Mas no início de outro ciclo temos a sensação de que tudo é ou será novo e nos animamos com isso. Somos contagiados pelos demais, companheiros de giro, que se lançam a fazer projetos sofregamente e nos cobram se não os seguimos. Logo estamos fazendo planos, estabelecendo metas, renovando promessas antes não cumpridas, mas que agora, por artes deste estado de sentimento, há certeza cristalina, serão realizadas. Em algum lugar em nós, uma leve desconfiança nos diz que procastinaremos até que demos outra volta e, num suposto novo ponto de partida, repitamos tudo outra vez.

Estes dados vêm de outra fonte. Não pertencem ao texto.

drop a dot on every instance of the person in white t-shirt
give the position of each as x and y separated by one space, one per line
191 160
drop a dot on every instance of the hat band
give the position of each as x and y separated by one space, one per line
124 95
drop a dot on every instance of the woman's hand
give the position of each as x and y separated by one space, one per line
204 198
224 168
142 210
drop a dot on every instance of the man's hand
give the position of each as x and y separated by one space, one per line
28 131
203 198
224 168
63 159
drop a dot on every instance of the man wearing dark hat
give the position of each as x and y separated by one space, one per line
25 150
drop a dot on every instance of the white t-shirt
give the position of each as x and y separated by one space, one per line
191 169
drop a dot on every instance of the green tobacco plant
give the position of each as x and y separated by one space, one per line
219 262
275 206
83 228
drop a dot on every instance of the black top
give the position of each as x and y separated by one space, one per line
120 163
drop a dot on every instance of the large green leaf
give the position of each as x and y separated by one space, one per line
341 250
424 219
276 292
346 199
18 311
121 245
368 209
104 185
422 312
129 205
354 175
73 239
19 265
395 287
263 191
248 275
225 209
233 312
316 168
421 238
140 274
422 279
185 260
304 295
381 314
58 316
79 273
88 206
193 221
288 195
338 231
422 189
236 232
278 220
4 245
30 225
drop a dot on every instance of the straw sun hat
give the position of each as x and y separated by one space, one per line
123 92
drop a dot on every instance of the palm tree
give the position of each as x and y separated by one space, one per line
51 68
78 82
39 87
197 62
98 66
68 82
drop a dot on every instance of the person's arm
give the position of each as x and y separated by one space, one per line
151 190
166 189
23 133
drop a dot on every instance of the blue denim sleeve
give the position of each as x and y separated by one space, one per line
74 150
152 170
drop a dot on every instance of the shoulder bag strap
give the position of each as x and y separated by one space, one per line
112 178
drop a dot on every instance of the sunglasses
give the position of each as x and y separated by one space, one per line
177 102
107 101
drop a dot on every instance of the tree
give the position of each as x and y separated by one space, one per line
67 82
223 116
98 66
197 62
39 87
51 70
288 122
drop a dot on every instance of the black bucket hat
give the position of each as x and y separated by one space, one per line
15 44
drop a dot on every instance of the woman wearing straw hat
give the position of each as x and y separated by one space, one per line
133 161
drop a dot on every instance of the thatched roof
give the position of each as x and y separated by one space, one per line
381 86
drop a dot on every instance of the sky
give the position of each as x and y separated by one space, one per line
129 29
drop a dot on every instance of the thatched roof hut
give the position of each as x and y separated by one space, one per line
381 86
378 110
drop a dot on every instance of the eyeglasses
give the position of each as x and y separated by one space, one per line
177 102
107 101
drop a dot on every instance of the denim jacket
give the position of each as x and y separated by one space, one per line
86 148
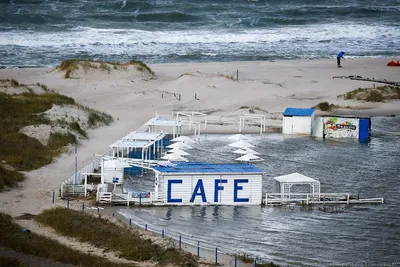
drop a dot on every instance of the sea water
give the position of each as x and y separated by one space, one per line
293 235
44 32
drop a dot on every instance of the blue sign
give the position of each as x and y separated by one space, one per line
200 193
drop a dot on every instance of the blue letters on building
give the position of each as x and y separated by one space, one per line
199 186
236 188
169 198
217 188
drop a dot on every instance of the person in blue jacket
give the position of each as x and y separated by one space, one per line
340 56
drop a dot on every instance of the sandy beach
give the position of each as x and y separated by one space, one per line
265 87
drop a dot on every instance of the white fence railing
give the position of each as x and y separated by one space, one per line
323 198
72 186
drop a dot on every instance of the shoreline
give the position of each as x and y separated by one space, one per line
263 87
331 58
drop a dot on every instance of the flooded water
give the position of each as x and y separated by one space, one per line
292 235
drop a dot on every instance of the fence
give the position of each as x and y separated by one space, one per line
216 252
69 188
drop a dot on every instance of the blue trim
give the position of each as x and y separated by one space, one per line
363 128
204 167
298 112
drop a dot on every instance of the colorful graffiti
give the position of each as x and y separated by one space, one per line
340 127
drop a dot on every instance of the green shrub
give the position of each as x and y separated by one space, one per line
374 96
34 244
74 126
11 262
9 178
14 83
102 233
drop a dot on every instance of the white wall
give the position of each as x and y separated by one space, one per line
297 125
182 188
113 169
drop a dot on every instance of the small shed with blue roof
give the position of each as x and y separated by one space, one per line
298 121
191 183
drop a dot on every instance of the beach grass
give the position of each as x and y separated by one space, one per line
30 243
378 94
9 178
100 232
247 259
69 66
7 261
19 152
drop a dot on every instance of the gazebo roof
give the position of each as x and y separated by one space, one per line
295 178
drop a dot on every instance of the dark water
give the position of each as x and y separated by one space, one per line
318 236
43 32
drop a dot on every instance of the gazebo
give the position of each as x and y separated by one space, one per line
147 144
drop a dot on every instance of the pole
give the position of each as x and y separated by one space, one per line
76 162
216 256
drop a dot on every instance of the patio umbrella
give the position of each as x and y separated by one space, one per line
173 157
179 145
177 151
241 144
238 137
249 157
184 139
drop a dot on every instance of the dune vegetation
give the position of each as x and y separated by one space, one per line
71 65
99 232
14 238
20 152
378 94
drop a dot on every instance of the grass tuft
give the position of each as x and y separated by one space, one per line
34 244
14 83
9 178
71 65
5 261
102 233
378 94
74 126
24 153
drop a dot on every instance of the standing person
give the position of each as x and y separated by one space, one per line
340 56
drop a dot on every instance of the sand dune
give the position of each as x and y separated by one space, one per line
263 87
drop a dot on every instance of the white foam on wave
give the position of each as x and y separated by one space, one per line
92 36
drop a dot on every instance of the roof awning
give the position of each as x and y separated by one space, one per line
295 178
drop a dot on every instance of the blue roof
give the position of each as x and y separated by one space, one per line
204 167
298 112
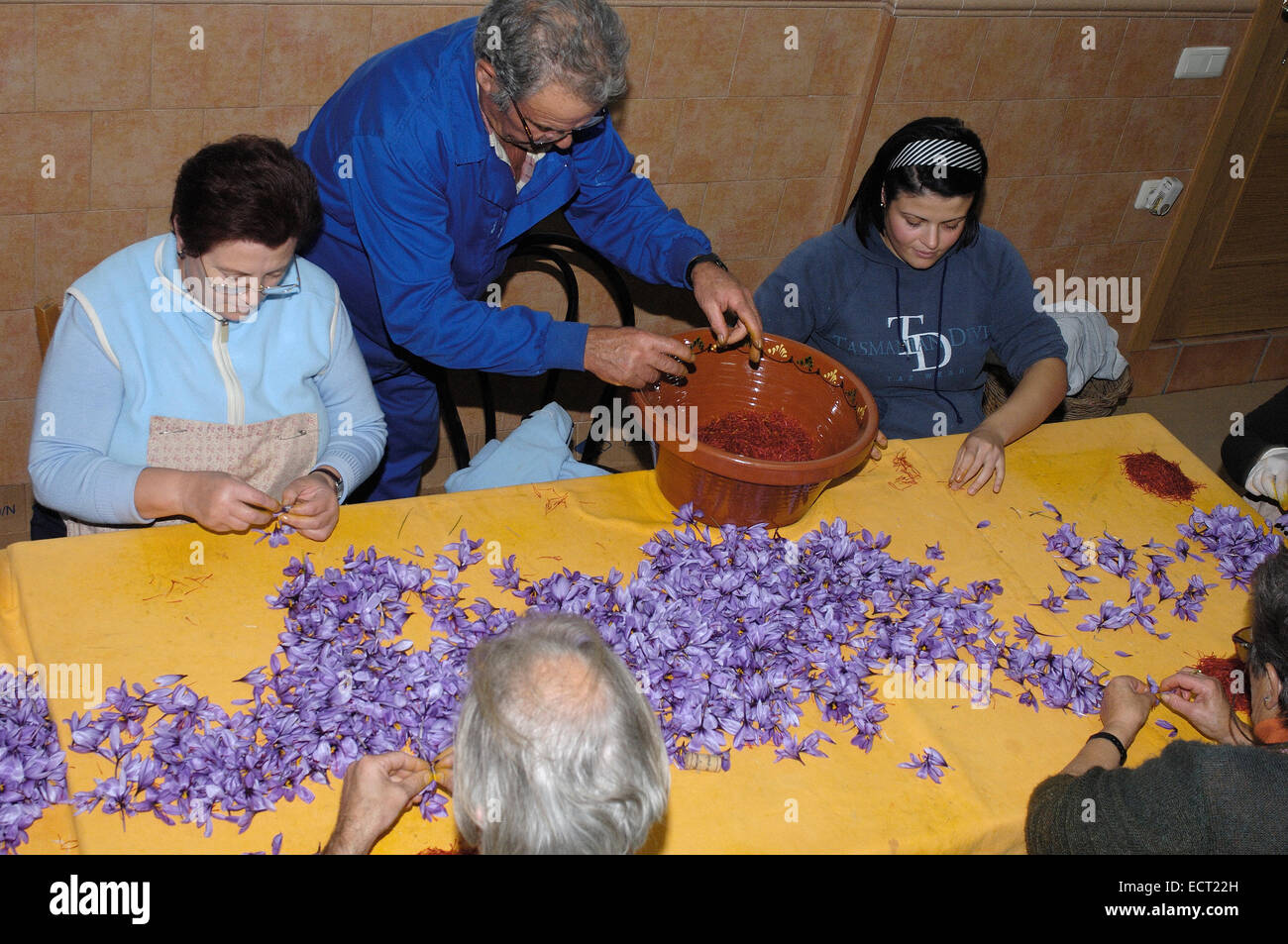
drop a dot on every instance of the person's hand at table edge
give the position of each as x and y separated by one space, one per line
313 505
1201 700
631 357
717 291
1124 710
377 788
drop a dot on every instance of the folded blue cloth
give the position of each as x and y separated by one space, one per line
537 451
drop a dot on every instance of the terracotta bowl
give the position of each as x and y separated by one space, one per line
833 407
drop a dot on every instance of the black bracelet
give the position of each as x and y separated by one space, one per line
1116 742
698 261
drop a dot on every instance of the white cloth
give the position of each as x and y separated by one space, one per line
1093 344
537 451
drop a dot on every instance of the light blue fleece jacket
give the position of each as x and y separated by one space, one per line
130 344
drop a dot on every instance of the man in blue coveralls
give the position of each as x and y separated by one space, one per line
437 155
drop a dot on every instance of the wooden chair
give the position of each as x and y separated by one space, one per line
561 250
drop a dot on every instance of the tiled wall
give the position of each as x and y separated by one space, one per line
756 143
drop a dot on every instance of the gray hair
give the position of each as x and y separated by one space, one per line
553 760
580 44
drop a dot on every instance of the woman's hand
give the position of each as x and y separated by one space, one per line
982 456
220 502
314 509
1201 700
1125 707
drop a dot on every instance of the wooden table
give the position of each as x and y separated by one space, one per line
179 599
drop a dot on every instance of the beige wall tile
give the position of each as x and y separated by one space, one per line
16 433
739 217
394 25
223 72
845 52
695 52
648 127
711 140
1034 206
1051 262
804 214
138 154
1216 365
810 132
71 244
765 64
1024 137
1274 365
1077 72
310 51
1197 115
93 55
284 123
29 181
1147 56
18 273
640 25
941 59
18 56
995 198
897 55
20 356
1153 134
1151 368
1096 206
1089 136
1012 47
684 197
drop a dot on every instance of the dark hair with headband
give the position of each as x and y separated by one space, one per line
939 156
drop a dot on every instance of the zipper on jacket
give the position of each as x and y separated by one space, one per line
232 386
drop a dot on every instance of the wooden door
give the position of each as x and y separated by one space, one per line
1225 265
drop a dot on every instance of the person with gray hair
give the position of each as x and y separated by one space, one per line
437 156
557 752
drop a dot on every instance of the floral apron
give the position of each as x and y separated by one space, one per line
267 455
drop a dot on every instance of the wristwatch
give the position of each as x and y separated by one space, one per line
336 481
698 261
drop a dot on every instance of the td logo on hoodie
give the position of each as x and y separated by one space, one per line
912 343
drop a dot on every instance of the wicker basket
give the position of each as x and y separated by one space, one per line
1098 398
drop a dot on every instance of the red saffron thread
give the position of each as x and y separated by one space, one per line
1159 476
773 437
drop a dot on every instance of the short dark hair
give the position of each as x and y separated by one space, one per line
1270 622
246 188
951 181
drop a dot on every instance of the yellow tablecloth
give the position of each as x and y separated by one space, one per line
179 599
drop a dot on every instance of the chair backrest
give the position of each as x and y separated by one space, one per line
557 249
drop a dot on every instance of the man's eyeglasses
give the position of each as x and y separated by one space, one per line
550 136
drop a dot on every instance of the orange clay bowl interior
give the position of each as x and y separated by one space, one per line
833 407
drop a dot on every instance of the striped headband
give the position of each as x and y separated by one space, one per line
947 154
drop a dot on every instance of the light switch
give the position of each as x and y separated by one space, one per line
1202 62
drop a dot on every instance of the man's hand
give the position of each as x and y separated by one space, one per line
630 357
314 509
1125 707
223 502
376 790
716 292
1201 700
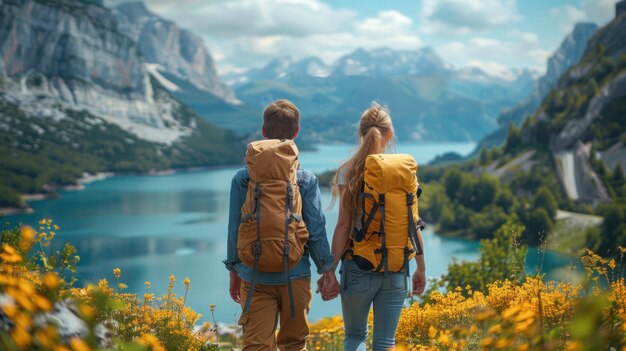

O tempo escorre continuamente e ao dar nomes a partes dele, esquartejá-lo em pedaços grandes como o faria Jack e depois em menores até proporções atômicas, temos convicção, nós o dominamos. Mas diante do espelho ou pior ainda, no espelho do rosto do outro que nos acompanhou a história efêmera, desacostumados com suas rugas, vincos, cabelos brancos, pele flácida, espantamo-nos horrorizados: Meu Deus, faz 40 anos! Como passou rápido!
Nós, provisórios, precisamos do que é permanente. Então, acima de tudo, apego-me a Deus que, diz a Escritura, é imutável. Mas Ele costuma ser arredio aos nossos scripts. Desculpem, tenho ojeriza aos pedidos detalhados como quem faz lista de supermercado e o repassa ao estafeta para adquiri-lo para nós. Já sei, já sei, sem explicações, isto caso apareça alguém que me queira fazer atravessar a rua por me supor cego, só porque me vê parado e de óculos escuros quererá fazer sua boa ação como bom cristão.
Lembro-me agora do filme Ratatouille. Anton Ego, o crítico implacável, capaz de destruir a fama de um restaurante com apenas uma linha escrita, visita o restaurante de que todos estão falando. Uma nova direção, supostamente melhor ainda que o antigo chef Gusteau. Ao comer a comidinha banal, dos pobres, o tal ratatouille, é capturado por lembranças de uma infância difícil. Aquela comida lhe transporta ao amor da mãe dedicada e protetora. Muitas reviravoltas depois, num recomeço promissor, agora fã do ratinho chef Remy, Anton, um homem feliz, espera para ser servido. Perdeu a armadura e a agressividade, apenas desfruta o ambiente. Num dado momento, dirige-se a Remy que agora comanda a cozinha por direito e talento extraordinário e diz: Me surpreenda! Agora eu diria a Deus, sem nada pedir: Surpreenda-me, Senhor.